しょうがい
「本当に大丈夫ですか」

いちおう僕は確認のために彼女に言い、返事が来るのを待った。すると彼女はすっかり調子を取り戻したようで、淡々とした口調で返事をした。

「ええ、本当に大丈夫」彼女はハンカチをバッグに戻した。「それより、あなたは今から学校?高校生よね」

僕は制服を身にまとっていたため、今から学校に行くのだということは誰の目にも明らかだった。しかし僕は丁寧に彼女の質問に答えることにした。

「はい、今から学校です。高校生ですよ」

「そう。高校は楽しいところでしょう。ああ、そうだ、勉強はどう?友達は出来た?」

彼女はやけに親身になって、僕を心配してくれているとみられる質問をした。彼女の口調は優しく、全ての言葉が心の底から放たれていることが、客観的にみてとれた。

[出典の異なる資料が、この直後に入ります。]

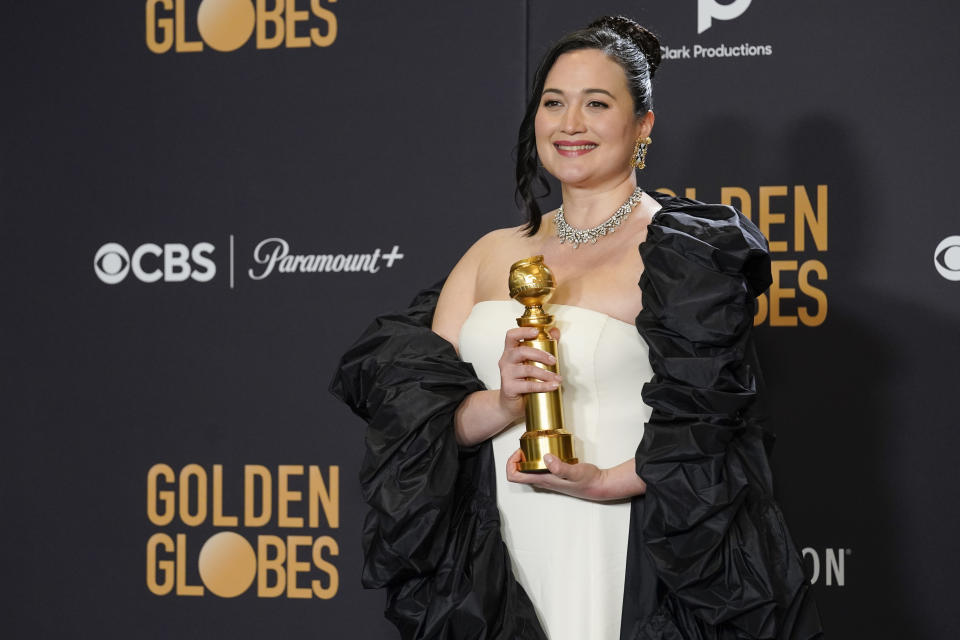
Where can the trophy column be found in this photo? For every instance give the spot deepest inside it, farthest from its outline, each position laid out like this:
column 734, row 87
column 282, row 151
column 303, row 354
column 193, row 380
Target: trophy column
column 531, row 284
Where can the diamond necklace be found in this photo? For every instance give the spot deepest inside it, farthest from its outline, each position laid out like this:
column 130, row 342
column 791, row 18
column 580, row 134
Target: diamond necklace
column 566, row 233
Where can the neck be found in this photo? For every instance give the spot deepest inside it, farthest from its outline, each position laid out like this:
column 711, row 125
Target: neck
column 587, row 207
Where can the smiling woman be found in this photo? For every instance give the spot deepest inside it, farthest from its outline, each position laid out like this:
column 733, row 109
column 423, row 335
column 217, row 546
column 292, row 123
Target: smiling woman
column 667, row 526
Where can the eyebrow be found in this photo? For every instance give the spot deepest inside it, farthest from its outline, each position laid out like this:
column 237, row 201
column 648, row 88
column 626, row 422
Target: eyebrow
column 603, row 91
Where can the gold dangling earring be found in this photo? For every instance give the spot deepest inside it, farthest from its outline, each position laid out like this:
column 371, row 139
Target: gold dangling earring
column 640, row 153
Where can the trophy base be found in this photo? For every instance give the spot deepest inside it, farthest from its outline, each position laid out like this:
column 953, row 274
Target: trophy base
column 536, row 444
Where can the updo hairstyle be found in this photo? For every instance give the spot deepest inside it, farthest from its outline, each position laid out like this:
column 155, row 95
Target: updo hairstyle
column 633, row 47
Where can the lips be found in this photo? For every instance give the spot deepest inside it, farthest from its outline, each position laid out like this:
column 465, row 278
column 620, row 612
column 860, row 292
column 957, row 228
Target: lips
column 573, row 148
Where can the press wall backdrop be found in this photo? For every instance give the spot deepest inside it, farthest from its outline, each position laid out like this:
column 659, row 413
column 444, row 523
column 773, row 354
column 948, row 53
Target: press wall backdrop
column 204, row 202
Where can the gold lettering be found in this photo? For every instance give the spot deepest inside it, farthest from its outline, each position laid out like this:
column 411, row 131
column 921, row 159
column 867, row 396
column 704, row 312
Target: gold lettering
column 294, row 567
column 320, row 495
column 165, row 567
column 285, row 496
column 266, row 564
column 163, row 26
column 184, row 589
column 193, row 471
column 778, row 293
column 767, row 218
column 325, row 542
column 815, row 221
column 220, row 520
column 327, row 16
column 250, row 473
column 182, row 43
column 164, row 497
column 808, row 319
column 274, row 17
column 293, row 17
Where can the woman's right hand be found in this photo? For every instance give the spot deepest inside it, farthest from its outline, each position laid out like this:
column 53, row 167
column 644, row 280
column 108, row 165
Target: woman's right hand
column 517, row 377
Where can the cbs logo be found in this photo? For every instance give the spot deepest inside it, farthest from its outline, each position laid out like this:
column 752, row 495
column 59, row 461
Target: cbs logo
column 710, row 10
column 173, row 262
column 946, row 258
column 226, row 25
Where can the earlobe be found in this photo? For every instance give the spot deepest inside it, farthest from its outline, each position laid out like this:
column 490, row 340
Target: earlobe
column 645, row 124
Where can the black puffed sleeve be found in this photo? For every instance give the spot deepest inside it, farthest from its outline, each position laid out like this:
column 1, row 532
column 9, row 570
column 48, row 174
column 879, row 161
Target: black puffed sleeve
column 432, row 536
column 722, row 554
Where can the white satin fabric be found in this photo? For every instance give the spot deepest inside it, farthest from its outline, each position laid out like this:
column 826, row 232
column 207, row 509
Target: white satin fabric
column 570, row 554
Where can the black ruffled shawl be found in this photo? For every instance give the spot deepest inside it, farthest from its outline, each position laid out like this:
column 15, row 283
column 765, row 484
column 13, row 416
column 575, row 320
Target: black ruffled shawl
column 710, row 557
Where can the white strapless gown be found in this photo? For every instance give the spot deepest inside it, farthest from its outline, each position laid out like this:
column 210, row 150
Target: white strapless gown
column 575, row 575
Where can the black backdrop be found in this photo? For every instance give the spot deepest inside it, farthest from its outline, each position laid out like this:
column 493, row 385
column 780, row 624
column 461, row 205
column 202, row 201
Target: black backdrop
column 398, row 133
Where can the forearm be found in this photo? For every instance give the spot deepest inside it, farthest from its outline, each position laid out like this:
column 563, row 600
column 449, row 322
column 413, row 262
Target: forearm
column 480, row 416
column 621, row 482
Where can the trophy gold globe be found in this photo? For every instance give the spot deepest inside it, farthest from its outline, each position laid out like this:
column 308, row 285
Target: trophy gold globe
column 531, row 284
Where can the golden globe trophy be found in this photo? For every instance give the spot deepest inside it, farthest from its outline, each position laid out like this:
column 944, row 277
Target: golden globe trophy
column 531, row 284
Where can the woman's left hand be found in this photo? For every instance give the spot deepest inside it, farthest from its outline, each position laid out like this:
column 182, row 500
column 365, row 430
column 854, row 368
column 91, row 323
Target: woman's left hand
column 581, row 480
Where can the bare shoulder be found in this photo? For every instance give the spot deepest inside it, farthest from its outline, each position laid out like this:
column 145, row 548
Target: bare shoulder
column 459, row 292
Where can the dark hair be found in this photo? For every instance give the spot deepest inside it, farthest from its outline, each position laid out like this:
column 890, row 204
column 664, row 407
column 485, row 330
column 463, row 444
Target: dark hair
column 633, row 47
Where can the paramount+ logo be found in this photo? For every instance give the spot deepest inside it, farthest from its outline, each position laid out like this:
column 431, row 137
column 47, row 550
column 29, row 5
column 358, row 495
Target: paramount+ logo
column 186, row 26
column 150, row 262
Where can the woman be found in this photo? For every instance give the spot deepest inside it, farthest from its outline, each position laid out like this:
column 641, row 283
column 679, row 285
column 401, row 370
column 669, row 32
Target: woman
column 681, row 540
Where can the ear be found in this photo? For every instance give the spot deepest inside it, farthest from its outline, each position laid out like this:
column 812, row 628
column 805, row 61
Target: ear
column 644, row 124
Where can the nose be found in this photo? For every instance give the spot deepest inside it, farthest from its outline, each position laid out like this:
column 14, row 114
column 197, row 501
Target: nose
column 572, row 121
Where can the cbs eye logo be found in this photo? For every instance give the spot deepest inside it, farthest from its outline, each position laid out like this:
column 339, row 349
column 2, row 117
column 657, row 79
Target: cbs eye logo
column 946, row 258
column 173, row 262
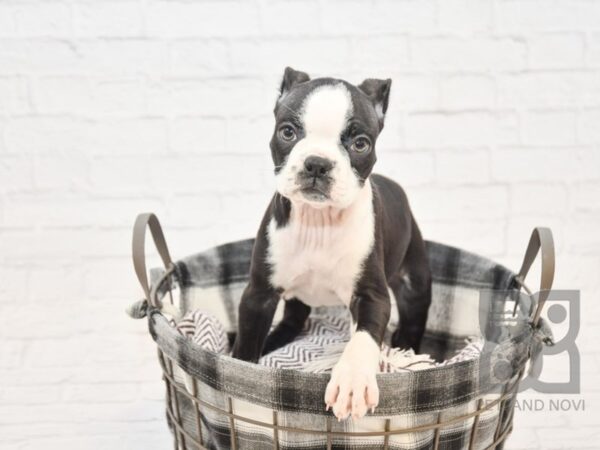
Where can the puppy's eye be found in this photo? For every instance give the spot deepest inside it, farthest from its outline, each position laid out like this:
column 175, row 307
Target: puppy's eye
column 287, row 133
column 361, row 144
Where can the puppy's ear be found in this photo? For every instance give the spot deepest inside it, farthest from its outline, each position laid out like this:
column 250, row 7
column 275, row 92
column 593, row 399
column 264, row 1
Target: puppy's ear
column 379, row 93
column 291, row 78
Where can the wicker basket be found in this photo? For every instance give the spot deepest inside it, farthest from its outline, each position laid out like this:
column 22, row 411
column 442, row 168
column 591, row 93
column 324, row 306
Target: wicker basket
column 231, row 404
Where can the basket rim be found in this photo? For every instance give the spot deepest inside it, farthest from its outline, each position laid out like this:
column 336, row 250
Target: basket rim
column 196, row 360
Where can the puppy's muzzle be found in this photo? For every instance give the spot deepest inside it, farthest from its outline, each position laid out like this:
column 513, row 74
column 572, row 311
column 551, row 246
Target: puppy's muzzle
column 314, row 180
column 316, row 166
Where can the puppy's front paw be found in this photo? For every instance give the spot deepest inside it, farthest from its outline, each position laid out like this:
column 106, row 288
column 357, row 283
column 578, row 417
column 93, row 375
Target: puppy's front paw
column 352, row 389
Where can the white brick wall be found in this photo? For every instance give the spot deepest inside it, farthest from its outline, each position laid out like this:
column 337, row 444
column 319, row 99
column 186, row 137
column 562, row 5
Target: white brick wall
column 109, row 108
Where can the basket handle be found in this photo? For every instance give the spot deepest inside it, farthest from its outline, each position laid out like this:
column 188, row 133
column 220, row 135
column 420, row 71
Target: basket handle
column 541, row 239
column 142, row 222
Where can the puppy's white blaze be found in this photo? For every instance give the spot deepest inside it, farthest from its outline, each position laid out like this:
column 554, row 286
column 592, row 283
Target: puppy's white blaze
column 326, row 111
column 324, row 116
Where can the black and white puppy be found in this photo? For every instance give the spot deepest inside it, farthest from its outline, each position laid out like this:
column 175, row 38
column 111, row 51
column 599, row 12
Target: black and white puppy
column 335, row 234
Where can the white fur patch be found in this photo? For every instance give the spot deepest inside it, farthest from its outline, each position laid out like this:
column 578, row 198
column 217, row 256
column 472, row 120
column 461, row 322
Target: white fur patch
column 317, row 257
column 324, row 116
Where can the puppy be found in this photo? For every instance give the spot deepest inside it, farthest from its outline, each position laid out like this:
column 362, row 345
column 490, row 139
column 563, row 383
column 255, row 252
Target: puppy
column 334, row 234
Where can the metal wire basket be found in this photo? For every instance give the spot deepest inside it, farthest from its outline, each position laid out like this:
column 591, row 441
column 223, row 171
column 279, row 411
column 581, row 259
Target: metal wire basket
column 216, row 402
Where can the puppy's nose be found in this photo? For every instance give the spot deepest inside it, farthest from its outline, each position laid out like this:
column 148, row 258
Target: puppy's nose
column 315, row 166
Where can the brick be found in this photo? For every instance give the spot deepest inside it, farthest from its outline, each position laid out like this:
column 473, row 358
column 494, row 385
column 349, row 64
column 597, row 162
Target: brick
column 533, row 16
column 289, row 18
column 593, row 49
column 483, row 203
column 414, row 93
column 108, row 173
column 468, row 92
column 183, row 19
column 214, row 97
column 588, row 128
column 549, row 128
column 538, row 199
column 16, row 173
column 380, row 54
column 250, row 135
column 462, row 167
column 108, row 19
column 406, row 168
column 465, row 16
column 439, row 130
column 63, row 134
column 62, row 94
column 46, row 19
column 8, row 21
column 59, row 211
column 199, row 57
column 192, row 135
column 556, row 51
column 451, row 53
column 14, row 284
column 61, row 171
column 318, row 57
column 352, row 18
column 484, row 237
column 586, row 196
column 14, row 95
column 549, row 165
column 12, row 354
column 548, row 89
column 111, row 393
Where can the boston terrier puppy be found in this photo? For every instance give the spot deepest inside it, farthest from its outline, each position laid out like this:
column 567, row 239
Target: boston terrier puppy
column 335, row 234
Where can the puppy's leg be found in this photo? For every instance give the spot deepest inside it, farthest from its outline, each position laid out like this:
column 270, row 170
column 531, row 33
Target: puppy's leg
column 256, row 312
column 412, row 289
column 353, row 385
column 295, row 314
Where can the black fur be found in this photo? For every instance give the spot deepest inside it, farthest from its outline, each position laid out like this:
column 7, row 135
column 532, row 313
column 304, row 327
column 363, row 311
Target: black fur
column 398, row 257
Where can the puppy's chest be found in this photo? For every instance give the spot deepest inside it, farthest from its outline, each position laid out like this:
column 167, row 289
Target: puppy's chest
column 318, row 259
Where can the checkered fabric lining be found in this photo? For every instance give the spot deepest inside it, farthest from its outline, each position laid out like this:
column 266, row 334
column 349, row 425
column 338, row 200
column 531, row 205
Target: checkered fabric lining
column 462, row 282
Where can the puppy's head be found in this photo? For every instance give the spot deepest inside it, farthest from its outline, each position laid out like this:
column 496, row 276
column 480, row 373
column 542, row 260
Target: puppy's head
column 323, row 146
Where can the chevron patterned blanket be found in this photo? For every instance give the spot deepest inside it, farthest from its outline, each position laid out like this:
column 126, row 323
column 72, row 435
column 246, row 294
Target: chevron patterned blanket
column 319, row 345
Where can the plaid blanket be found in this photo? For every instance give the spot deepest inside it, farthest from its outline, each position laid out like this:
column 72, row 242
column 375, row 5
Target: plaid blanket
column 319, row 345
column 469, row 294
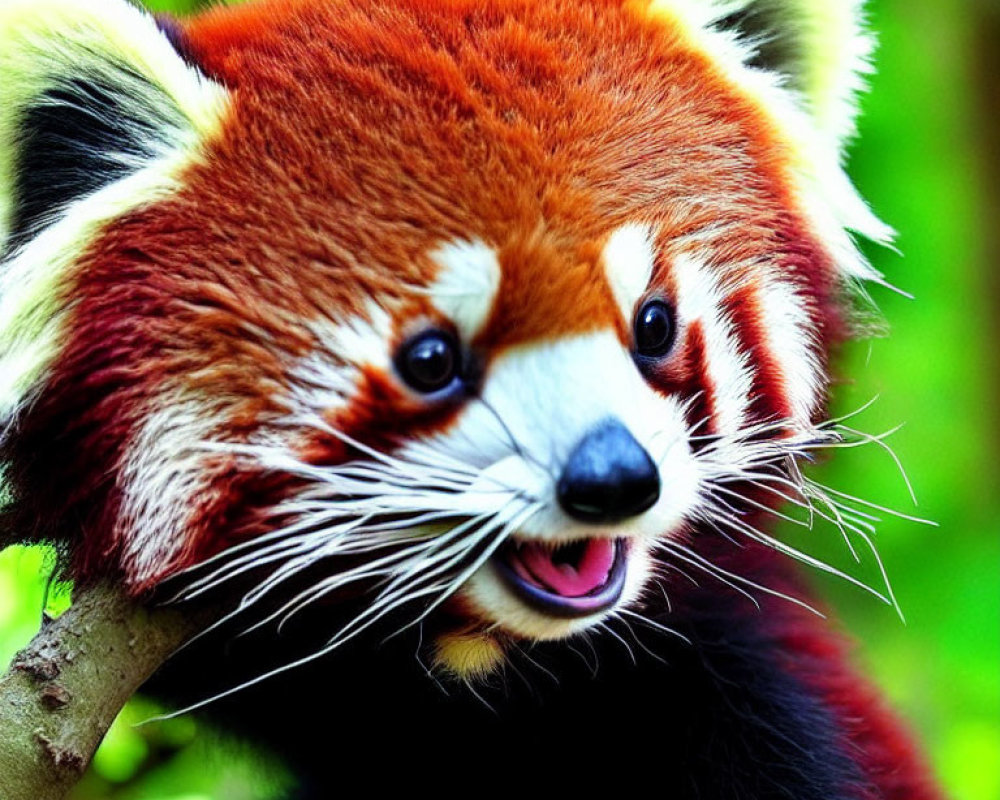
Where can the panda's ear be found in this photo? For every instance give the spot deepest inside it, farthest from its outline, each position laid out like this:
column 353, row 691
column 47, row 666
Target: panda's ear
column 820, row 47
column 99, row 115
column 91, row 91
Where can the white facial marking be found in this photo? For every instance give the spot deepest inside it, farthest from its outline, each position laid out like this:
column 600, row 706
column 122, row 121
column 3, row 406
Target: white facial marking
column 327, row 379
column 629, row 258
column 787, row 330
column 699, row 299
column 163, row 483
column 537, row 404
column 467, row 285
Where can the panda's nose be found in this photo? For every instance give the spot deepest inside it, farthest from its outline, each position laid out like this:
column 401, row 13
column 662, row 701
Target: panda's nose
column 608, row 477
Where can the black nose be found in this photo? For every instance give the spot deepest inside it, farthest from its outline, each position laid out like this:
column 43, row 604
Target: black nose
column 608, row 476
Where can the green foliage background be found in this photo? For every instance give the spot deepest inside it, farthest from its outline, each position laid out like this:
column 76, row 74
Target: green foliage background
column 928, row 159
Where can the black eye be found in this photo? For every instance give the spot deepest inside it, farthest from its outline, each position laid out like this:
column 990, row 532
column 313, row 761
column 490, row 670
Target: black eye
column 654, row 329
column 429, row 362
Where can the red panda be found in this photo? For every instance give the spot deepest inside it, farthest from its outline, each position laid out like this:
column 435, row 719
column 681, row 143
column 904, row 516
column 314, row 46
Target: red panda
column 477, row 325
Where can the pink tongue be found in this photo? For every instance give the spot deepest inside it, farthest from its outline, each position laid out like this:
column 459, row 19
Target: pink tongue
column 534, row 563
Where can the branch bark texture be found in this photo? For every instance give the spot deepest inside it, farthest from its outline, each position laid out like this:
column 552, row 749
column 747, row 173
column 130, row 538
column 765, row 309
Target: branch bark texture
column 64, row 690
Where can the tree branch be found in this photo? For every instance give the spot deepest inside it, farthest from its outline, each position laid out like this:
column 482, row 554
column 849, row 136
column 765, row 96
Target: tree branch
column 64, row 690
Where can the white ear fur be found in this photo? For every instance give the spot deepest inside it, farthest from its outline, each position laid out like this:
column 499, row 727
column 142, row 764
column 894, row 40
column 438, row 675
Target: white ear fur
column 820, row 46
column 56, row 57
column 801, row 62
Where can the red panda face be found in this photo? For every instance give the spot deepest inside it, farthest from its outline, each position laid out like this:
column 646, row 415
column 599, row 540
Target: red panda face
column 500, row 297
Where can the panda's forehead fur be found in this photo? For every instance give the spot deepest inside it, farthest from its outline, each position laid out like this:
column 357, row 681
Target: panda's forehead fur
column 340, row 176
column 366, row 155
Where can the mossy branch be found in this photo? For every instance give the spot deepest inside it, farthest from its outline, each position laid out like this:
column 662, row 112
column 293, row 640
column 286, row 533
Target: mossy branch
column 64, row 690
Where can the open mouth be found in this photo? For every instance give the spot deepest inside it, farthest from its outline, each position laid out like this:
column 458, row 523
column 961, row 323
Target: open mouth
column 573, row 580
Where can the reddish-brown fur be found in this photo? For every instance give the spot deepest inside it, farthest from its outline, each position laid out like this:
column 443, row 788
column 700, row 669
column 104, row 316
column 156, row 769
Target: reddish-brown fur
column 360, row 136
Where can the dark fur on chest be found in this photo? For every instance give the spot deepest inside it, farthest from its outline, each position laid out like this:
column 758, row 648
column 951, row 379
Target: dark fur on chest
column 729, row 716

「ああ、そうですね。勉強はまあまあかな。難しくもあるけれど、ついていけないほどでも……」

僕が答えるのを遮るようにして、目の前にバスがやってきた。バスは徐々にスピードを緩め、きっちりとバス亭の前で止まった。

「あっ、バスが来ましたよ」

僕はそう言ってベンチから腰をあげ、バスに乗り越もうとした。しかし、隣りの彼女はそこに座ったままで、バスに乗り込む気はないようであった。

「乗らないんですか?」

僕はバスの入口に足をかけながら振り返り、彼女に尋ねた。